En outre, la SGP peut se voir confier par l’État, les collectivités territoriales ou leurs groupements toute mission d’intérêt général présentant un caractère complémentaire ou connexe aux missions susdéfinies (article 7-VI de la loi relative au Grand Paris).

Enfin, la SGP peut créer des filiales ou prendre des participations dans des sociétés, groupements ou organismes dont l’objet concourt à la réalisation des missions susdéfinies (article 7-VII de la loi relative au Grand Paris).

La SGP sera dissoute après épuisement de ses compétences.

Gouvernance[modifier | modifier le code]

Dès sa version initiale, le projet de loi relatif au Grand Paris prévoyait que la maîtrise d’ouvrage du nouveau réseau de transport francilien serait assurée par un opérateur dédié[14],[15].

Il a ainsi prévu la création d’un EPIC dirigé par un directoire composé de trois personnes, contrôlé par un conseil de surveillance constitué de représentants de l’État (constituant au moins la moitié des membres du conseil de surveillance), de la région et des départements d’Île-de-France (article 8-III du projet de loi initial relatif au Grand Paris).

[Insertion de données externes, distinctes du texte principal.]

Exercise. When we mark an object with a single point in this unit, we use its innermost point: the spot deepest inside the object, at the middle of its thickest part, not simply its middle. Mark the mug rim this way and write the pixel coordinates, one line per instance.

Le choix de cette organisation fut critiqué lors des débats parlementaires. Ainsi, le maire de Paris, Bertrand Delanoë, refusa le texte proposé, dénonçant le fait qu’avec « la création d’une Société du Grand Paris, l’État projette de reprendre le contrôle direct de l’organisation des transports, quatre ans seulement après en avoir transféré la responsabilité à la région Île-de-France et aux autres collectivités qui forment le STIF »[16].

Certains élus proposaient une direction de la SGP par un directeur général et un conseil d’administration au sein duquel les collectivités territoriales seraient majoritairement représentées.

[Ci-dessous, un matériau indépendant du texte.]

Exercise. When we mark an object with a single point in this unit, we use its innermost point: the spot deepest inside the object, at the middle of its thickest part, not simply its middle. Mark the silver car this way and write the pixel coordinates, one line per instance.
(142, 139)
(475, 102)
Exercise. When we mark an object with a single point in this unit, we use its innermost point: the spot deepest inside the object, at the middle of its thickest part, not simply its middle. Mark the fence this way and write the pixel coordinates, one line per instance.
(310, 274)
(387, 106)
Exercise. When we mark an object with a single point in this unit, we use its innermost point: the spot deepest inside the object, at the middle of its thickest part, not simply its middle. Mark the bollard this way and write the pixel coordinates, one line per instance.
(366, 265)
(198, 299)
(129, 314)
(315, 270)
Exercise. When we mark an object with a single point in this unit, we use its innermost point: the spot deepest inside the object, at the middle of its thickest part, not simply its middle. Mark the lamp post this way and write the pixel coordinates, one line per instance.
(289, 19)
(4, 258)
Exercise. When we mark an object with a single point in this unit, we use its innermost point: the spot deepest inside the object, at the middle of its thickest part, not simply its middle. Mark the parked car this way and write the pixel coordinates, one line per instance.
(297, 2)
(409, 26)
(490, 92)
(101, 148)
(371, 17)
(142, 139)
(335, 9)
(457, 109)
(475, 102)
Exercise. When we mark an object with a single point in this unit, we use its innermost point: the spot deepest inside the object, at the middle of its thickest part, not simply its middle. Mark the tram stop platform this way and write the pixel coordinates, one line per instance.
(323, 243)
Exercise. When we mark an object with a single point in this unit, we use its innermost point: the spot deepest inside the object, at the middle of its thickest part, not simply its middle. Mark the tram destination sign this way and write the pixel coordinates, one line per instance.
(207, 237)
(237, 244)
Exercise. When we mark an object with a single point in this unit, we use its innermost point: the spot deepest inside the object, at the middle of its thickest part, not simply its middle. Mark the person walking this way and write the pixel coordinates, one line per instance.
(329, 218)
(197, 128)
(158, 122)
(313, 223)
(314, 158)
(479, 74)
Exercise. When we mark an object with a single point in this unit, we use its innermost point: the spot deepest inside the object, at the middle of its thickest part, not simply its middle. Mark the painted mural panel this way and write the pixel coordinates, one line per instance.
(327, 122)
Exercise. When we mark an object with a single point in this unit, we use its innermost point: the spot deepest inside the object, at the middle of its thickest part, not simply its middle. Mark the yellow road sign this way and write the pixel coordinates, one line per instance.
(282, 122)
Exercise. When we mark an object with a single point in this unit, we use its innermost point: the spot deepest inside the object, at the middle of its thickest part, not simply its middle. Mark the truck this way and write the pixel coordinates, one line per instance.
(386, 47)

Il a également été suggéré que la SGP soit administrée par un conseil d’administration formé de trois collèges disposant chacun d’un tiers des sièges au conseil d’administration et composés respectivement de représentants de l’État, des collectivités territoriales et d’associations.

Enfin, il a été proposé que la compétence de la création du nouveau réseau de transport soit attribuée au STIF dont les organes auraient été modifiés de telle sorte que coexisteraient le conseil d’administration actuel et un autre conseil d’administration au sein duquel siègerait l’État.

Le décret no 2010-756 du relatif à la Société du Grand Paris définit la gouvernance de la SGP[3].

S’inscrivant dans le mouvement d’adaptation des entités publiques aux structures d’organisation privée, la SGP est organisée de la même manière qu’une société anonyme dans sa forme dualiste (directoire et conseil de surveillance).

Le directoire[modifier | modifier le code]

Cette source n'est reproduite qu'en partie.